Britain’s first Pied-billed Grebe was found (and filmed) in Somerset, at Blagdon Lake, late December, back in ’63….(all thoughts of bursting in to song in a curios falsetto at this point are to be avoided ~ but I bet the earworm won’t let it lie for the rest of the day…). It was thought to then return in the next five years, last seen at Chew Valley Lake in July 1968.

Four more followed through the rest of the 1960’s and in to the 1970’s until the first widely twitched bird arrived at Radipole Lake towards the end of January 1980 (becoming immortalised, in pen and ink, in “A Twitcher’s Diary”). A spate of twitched birds followed, on South Uist, north and south Wales (between 1984 and 1987) and several very long stayers have followed ~ most notably the breeding adult that hybridised with a Little Grebe at Stithians Reservoir (Cornwall) in the second year of a nearly 900 day stay from April 1993 to September 1995.

Ireland has hosted at least 11 birds, including the most recent record prior to this week, on Lough Baun, up in Mayo earlier this month.

In North Wales a delightful female Desert Wheatear was found along the edge of the local golf course at Rhyl this week. First seen on 23rd and named as a Wheatear, the bird was still present the following day and was quickly re-identified as something all together much rarer.

This will be the second record for Clwyd ~ the first was a photographed male at Towyn on 20th November 1997 (both records have actually occurred with the old county of Denbighshire) and is only the sixth record within the Principality (other records are singles in Glamorgan and Gwent, with three birds for Pembrokeshire ~ including the most recent record to date, a male on Skomer Island on 15th November 2011).

With no reports all week of the Kilminning Eastern Olivaceous Warbler (last seen on November 20th), the spotlight falls on to an Acrocephalus warbler seen and photographed at Ferry Meadowes CP (Cambridgeshire) on 23rd.

The observer initially wondered if the birdmay have been a Cetti’s Warbler but it was quickly established that the warbler was from a different genus. Swiftly established to be a Reed-type, opinion quickly headed down the road to Blyth’s Reed Warbler.

Another RFP bird (“re-identified from photographs” rather than the famous author on raptors, Blakeney Point stalwart and conservationist….) it was almost inevitable that there was some chitter-chatter would follow….the identification was questioned and the merry-go-round continued to, errrr, go round (Large-billed Reed Warbler cited as the contender to usurp the “commoner” option).

The photos appear to show several features that you’d like to associate with the once much-prized annual rare.
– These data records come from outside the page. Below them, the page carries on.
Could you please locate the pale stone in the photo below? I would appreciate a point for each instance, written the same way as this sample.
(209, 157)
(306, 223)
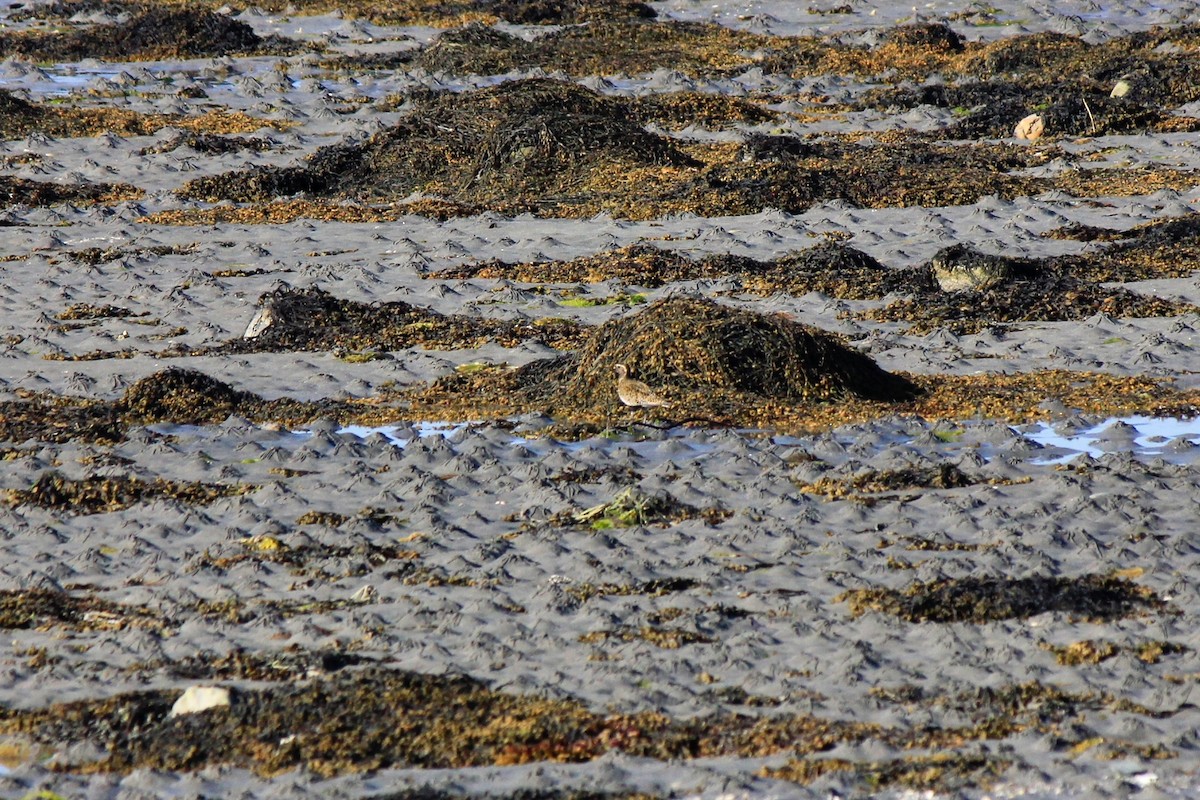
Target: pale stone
(1031, 127)
(635, 392)
(201, 698)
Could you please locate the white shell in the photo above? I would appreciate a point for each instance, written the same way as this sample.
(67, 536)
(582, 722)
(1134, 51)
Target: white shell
(261, 322)
(1031, 127)
(201, 698)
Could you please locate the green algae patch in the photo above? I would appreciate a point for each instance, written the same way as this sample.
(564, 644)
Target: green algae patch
(15, 191)
(989, 600)
(312, 319)
(943, 773)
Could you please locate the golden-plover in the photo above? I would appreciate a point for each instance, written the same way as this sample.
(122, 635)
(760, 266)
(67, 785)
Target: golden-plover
(636, 394)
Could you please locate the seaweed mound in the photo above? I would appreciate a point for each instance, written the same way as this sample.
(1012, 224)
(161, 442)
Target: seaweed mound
(475, 48)
(184, 396)
(516, 145)
(988, 600)
(154, 32)
(700, 346)
(933, 36)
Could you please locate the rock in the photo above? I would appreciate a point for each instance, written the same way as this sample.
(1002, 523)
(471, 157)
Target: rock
(201, 698)
(1031, 127)
(261, 322)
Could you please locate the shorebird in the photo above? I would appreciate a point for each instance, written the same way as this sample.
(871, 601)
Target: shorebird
(1031, 127)
(636, 394)
(261, 322)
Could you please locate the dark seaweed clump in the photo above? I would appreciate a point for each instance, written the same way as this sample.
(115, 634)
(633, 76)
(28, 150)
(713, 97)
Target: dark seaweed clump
(101, 494)
(1065, 288)
(988, 600)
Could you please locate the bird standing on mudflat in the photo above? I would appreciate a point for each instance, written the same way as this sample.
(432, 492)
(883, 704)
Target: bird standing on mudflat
(636, 394)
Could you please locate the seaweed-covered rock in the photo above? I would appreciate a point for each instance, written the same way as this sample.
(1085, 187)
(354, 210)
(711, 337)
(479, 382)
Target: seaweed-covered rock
(184, 396)
(521, 142)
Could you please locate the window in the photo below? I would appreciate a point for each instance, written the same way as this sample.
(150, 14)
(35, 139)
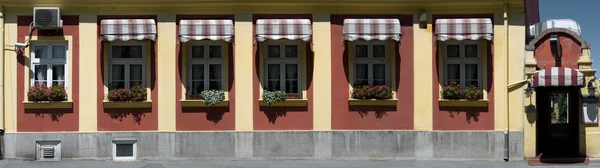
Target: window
(49, 64)
(205, 69)
(463, 63)
(370, 63)
(124, 150)
(283, 63)
(127, 65)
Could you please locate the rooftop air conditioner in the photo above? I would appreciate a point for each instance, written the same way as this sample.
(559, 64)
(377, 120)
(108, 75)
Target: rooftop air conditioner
(47, 18)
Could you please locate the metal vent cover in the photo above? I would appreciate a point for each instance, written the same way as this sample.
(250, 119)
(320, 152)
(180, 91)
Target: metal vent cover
(46, 17)
(48, 150)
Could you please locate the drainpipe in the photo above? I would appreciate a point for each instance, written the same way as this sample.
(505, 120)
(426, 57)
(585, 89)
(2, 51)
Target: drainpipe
(506, 130)
(2, 82)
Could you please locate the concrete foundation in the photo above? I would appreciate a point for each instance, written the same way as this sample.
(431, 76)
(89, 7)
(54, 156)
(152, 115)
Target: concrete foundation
(481, 145)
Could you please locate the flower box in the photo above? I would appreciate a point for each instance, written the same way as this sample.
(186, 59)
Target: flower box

It does seem rather warm in one images (approaching the colour tones you may expect on a sunlight Cetti’s Warbler) but not all Blyth’s Reeds are the milky tea colour you’d expect.

For the moment, we’ll go with the flow, let Cambridgeshire bask in the warming glow of a county first, and mainland Britain’s latest-ever Blyth’s Reed Warbler ~ the latest mainland bird prior to this was a trapped first-winter at Portland Bill on November 12th 2001, the latest ever record for the UK as a whole, a bird at Quendale, on the Shetland Mainland from November 29th-December 1st 2009.

Those with a few extra years on the clock, this week’s bird in Cambridgeshire will spark memories of a similarly debated bird on the Ouse Washes in December 1987 ~ a decade before the field identification was fully understood (thanks largely to the Warham Greens bird in September 1996), many people headed to the Fens with the hope of returning with a quality rarity under their belts. Sadly, it didn’t stack up and, despite a bit of banana-posturing here and there (probably related to a slightly duff wing), there really wasn’t much in that bird’s favour in hindsight Reed Warbler was the right call.

In the north of Ireland, between on beaches at Tyrella, the two Buff-bellied Pipits remained to 24th (with one still present on 26th) while down south in Wexford, the juvenile female Northern Harrier continued her winter wanderings around Tacumshin on 24th-25th.